According to Chang, preserving vision-dependent activities such as driving can have a major impact on patient independence and quality of life.

The ability to delay functional decline may therefore become an increasingly important outcome measure in future GA studies.

Understanding IZERVAY and the GATHER Clinical Program

IZERVAY is an intravitreal complement inhibitor approved for the treatment of geographic atrophy in:

• The United States
• Australia
• Macau
• Japan (conditional approval)

The therapy was evaluated in two pivotal Phase 3 studies:

• GATHER1
• GATHER2

Both trials were randomized, double-masked, sham-controlled studies evaluating monthly 2 mg intravitreal administration in patients with GA secondary to AMD.

Combined, the studies included more than 700 patients.

The Expanding Geographic Atrophy Treatment Landscape

The geographic atrophy market has evolved rapidly in recent years as complement-targeting therapies emerge for a disease that previously lacked approved treatment options.

Preserving retinal tissue and slowing lesion expansion remain central therapeutic objectives, but newer analyses are increasingly focusing on real-world functional outcomes such as:

• Driving ability
• Reading performance
• Daily independence
• Vision-related quality of life

The latest IZERVAY data reflects this broader shift toward measuring meaningful patient-centered outcomes alongside anatomical endpoints.

Conclusion

The new ARVO 2026 findings suggest that IZERVAY may help delay functional vision decline in patients with geographic atrophy, including reducing the risk of losing driving eligibility over time.

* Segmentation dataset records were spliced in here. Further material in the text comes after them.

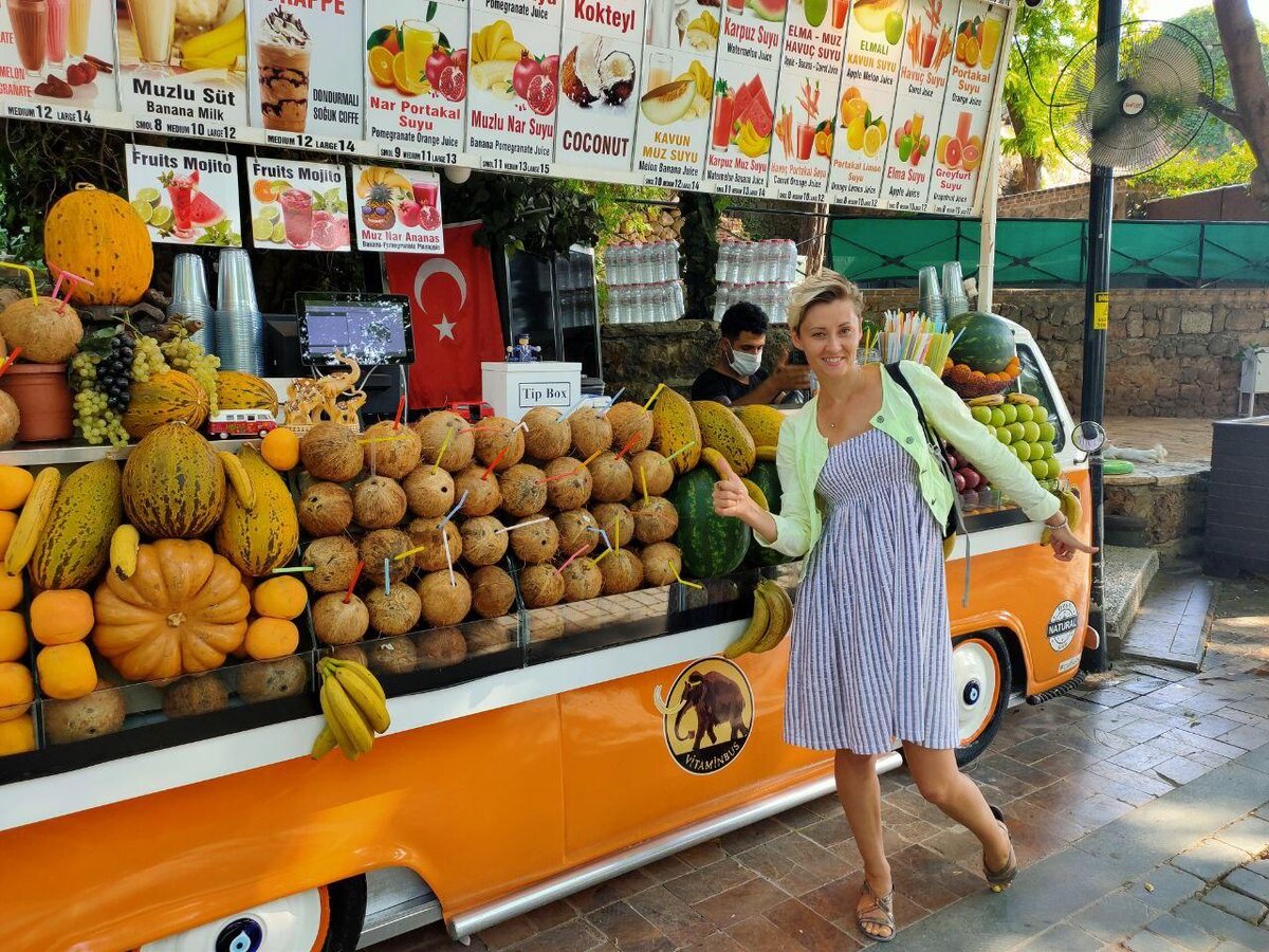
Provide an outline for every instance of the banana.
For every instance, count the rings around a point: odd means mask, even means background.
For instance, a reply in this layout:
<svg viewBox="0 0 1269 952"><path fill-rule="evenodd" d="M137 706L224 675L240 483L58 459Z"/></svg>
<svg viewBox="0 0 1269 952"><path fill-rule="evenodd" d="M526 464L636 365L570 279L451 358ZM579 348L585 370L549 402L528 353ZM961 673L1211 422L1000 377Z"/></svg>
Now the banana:
<svg viewBox="0 0 1269 952"><path fill-rule="evenodd" d="M770 623L770 609L766 599L763 598L761 589L754 592L754 617L749 619L745 633L736 638L723 651L723 658L740 658L754 650L754 645L763 640Z"/></svg>
<svg viewBox="0 0 1269 952"><path fill-rule="evenodd" d="M233 453L227 453L223 449L217 456L221 458L226 479L233 487L233 495L237 496L244 509L251 512L255 509L255 486L251 485L251 477L247 476L242 462Z"/></svg>
<svg viewBox="0 0 1269 952"><path fill-rule="evenodd" d="M9 550L4 553L4 570L9 575L18 575L34 555L36 545L44 534L48 514L53 510L53 500L57 499L57 487L61 482L62 475L56 466L46 466L36 476L9 539Z"/></svg>
<svg viewBox="0 0 1269 952"><path fill-rule="evenodd" d="M121 581L132 578L137 570L137 550L141 547L141 533L136 526L123 523L110 536L110 569Z"/></svg>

Combined with encouraging long-term safety and lesion-growth data from the GATHER2 extension study, the results further strengthen the growing body of evidence supporting complement inhibition as a viable strategy for slowing GA progression.

As longer-term studies continue, preserving independence and daily functioning may become just as important as slowing retinal degeneration itself.